What is Pay-Per-Crawl and the New Bot Web?

Pay-Per-Crawl and the New Bot Web

AI Web Crawlers: GPTBot, ClaudeBot, PerplexityBot, and Pay‑Per‑Crawl As of 2026, AI‑driven web crawlers such as GPTBot, ClaudeBot, and PerplexityBot now account for a…

402 · Pay-per-Crawl$0.02

This page is a free summary. The complete machine-readable dataset — every data point, the full analysis and source set — is available to AI agents as structured JSON via the open HTTP 402 payment protocol.

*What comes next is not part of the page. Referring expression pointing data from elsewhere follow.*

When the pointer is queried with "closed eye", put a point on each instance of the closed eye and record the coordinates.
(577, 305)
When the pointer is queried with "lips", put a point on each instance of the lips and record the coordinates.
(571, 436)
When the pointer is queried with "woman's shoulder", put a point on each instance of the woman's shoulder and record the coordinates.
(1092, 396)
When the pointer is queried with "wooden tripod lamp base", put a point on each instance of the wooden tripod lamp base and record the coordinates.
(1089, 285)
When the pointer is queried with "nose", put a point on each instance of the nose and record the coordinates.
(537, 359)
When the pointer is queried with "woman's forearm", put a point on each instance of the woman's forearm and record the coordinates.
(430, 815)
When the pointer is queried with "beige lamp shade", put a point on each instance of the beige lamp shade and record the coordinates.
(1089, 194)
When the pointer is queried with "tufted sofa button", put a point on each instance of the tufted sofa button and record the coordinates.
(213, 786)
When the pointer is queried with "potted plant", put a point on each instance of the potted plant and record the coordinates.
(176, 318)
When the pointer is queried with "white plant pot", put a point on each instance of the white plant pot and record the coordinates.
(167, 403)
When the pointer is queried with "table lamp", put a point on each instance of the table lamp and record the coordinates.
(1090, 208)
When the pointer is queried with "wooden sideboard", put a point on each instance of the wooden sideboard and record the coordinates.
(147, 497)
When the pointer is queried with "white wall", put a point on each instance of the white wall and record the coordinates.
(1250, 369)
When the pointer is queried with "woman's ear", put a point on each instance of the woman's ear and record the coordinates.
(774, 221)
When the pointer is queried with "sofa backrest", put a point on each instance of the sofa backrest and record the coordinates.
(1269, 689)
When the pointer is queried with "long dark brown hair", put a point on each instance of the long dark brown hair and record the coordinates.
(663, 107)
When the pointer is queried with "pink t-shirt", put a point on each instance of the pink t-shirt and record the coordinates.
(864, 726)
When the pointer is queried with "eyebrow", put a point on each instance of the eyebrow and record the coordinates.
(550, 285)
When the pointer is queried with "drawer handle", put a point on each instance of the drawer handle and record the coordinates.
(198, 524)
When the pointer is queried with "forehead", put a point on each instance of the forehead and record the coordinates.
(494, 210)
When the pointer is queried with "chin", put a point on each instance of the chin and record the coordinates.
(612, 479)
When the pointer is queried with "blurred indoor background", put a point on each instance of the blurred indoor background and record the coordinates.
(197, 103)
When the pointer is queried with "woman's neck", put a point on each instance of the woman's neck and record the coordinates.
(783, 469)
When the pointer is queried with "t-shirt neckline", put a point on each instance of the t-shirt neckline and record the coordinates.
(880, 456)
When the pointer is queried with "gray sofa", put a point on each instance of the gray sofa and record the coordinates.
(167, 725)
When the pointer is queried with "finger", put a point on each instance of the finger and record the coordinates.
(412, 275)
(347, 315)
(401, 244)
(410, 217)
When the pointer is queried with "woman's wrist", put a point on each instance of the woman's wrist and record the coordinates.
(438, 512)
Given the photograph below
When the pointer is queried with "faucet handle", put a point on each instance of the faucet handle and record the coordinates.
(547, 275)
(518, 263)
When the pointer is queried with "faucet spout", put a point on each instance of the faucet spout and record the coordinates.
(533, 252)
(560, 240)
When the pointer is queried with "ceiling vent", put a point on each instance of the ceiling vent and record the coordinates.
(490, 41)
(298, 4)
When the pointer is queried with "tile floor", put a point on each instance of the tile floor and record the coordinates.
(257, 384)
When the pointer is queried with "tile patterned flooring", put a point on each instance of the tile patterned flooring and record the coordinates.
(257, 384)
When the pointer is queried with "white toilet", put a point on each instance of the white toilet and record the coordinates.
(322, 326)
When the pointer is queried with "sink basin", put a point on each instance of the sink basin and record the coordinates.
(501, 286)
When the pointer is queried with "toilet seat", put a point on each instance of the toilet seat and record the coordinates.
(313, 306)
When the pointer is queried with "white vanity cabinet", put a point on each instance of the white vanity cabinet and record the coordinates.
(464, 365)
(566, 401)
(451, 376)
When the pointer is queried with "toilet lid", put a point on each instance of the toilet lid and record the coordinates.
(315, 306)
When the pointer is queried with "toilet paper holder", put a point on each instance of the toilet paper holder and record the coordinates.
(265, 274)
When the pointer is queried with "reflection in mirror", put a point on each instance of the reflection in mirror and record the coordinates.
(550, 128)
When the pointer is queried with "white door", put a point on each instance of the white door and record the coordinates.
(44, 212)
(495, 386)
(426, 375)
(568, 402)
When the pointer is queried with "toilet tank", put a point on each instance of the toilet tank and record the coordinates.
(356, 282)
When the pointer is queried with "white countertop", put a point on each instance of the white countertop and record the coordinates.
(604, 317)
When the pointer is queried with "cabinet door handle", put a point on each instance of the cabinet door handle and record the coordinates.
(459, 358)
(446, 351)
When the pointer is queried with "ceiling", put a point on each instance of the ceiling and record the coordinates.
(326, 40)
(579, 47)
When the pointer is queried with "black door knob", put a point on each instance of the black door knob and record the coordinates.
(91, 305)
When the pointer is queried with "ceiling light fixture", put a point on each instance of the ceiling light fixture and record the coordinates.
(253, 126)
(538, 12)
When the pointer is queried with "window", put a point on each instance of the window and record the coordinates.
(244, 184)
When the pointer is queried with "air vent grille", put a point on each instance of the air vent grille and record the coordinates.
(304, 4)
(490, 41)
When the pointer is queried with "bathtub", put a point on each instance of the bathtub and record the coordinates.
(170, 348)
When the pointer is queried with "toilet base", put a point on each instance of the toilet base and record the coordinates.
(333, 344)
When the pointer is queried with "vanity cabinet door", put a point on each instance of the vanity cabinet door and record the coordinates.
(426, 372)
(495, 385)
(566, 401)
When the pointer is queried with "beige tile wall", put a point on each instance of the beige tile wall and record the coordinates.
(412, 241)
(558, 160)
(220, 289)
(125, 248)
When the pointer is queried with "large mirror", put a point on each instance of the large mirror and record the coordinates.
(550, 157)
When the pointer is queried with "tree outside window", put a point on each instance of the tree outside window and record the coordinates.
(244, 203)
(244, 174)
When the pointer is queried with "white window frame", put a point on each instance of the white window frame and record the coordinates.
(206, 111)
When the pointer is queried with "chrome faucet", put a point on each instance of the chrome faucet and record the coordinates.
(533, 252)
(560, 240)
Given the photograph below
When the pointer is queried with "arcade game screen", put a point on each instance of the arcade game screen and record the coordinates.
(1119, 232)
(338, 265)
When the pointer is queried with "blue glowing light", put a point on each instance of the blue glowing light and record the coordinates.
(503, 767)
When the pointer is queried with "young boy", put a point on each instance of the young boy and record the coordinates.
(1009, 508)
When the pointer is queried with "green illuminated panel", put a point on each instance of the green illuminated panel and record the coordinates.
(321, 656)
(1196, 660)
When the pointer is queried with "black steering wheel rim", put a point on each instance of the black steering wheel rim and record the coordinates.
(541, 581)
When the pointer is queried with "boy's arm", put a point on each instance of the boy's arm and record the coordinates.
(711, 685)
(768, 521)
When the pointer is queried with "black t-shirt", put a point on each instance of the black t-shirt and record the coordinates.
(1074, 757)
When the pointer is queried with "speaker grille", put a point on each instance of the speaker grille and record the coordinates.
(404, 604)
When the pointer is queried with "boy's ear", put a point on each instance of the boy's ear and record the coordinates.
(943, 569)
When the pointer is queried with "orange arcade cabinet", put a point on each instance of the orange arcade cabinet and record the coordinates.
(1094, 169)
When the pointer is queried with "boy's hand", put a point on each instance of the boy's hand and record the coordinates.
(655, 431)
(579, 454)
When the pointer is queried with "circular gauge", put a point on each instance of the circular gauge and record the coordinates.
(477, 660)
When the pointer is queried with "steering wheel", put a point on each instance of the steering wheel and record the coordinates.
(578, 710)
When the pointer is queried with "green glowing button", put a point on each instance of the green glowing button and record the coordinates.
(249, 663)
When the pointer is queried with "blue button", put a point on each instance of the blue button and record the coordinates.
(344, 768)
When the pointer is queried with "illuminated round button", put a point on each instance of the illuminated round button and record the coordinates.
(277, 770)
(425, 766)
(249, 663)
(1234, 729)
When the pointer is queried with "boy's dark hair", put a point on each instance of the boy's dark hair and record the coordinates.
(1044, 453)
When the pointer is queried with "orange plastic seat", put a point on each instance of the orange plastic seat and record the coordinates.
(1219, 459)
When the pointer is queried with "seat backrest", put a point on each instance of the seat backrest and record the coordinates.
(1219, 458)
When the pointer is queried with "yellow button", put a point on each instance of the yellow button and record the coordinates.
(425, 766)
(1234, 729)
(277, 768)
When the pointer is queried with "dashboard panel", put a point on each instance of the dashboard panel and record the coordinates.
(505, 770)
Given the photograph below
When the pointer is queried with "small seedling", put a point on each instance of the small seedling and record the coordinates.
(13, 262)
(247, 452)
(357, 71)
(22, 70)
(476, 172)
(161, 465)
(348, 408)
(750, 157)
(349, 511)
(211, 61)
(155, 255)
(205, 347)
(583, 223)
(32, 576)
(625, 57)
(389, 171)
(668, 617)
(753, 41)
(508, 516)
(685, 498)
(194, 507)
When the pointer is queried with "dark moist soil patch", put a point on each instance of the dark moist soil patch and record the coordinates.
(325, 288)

Unlock full data → agents: crawlerAutoPrice=true · verify at https://esa.aisa.one/api/v1/access/verify

AI Web Crawlers: GPTBot, ClaudeBot, PerplexityBot, and Pay‑Per‑Crawl

As of 2026, AI‑driven web crawlers such as GPTBot, ClaudeBot, and PerplexityBot now account for a significant share of bot traffic. Developers and AI‑agent operators must understand how these crawlers behave, how they differ by purpose, and how emerging monetization models like HTTP 402 and pay‑per‑crawl reshape access control.

What GPTBot, ClaudeBot, and PerplexityBot Do

GPTBot (OpenAI) is a training‑focused crawler that harvests content to improve foundation models. It generates little referral traffic but can be controlled via robots.txt and User‑Agent rules.
ClaudeBot (Anthropic) similarly crawls for training and retrieval, with Cloudflare data showing tens of thousands of pages crawled per referral, indicating heavy training‑oriented activity.
PerplexityBot (Perplexity AI) is an indexing/retrieval crawler that builds the corpus for Perplexity’s answer engine, often returning cited answers and some referral traffic.

These crawlers are distinct from user‑triggered fetchers such as ChatGPT‑User, Claude‑User, and Perplexity‑User, which fetch pages on‑demand when a human queries an AI assistant.

Training vs. Search vs. User‑Triggered Crawlers

Modern AI vendors have split their crawlers into functional tiers:

Training crawlers (GPTBot, ClaudeBot, CCBot, Google‑Extended) harvest data for model training and rarely send back clicks.
Search/retrieval crawlers (OAI‑SearchBot, Claude‑SearchBot, PerplexityBot) build indexes used by AI search and citation features.
User‑triggered fetchers (e.g., ChatGPT‑User, Claude‑Web, Perplexity‑User) represent real user intent and drive qualified traffic.

Blocking training crawlers while allowing search and user‑triggered bots is now a common strategy to preserve visibility and reduce bandwidth costs.

Pay‑Per‑Crawl, HTTP 402, and AI Agents

Cloudflare’s pay‑per‑crawl model lets publishers respond to training crawlers with HTTP 402 Payment Required, signaling licensing terms instead of a flat 403 or 404. AI agents that respect this pattern can:

Check for 402 responses and follow licensing instructions.
Integrate payment or authorization flows before fetching training‑relevant pages.
Use robots.txt directives (e.g., Content‑Signal, TDM) to align with publisher preferences on training, citation, or research use.

Over a billion 402 responses are served daily, and early adopters are setting norms for fair compensation of training data.

Key takeaways

GPTBot, ClaudeBot, and PerplexityBot are specialized crawlers: training‑focused, retrieval‑oriented, or answer‑engine indexing, respectively.
Treat training, search, and user‑triggered crawlers separately; block or monetize training bots while allowing user‑facing ones.
HTTP 402 and pay‑per‑crawl let publishers charge for training access; AI agents should respect 402 and licensing metadata.
Use robots.txt and User‑Agent rules to implement a tiered policy that balances visibility, cost, and fair compensation.

Synthesized by the AISA LLM layer with live web sources (AISA Perplexity + Tavily APIs). 2026-06-23.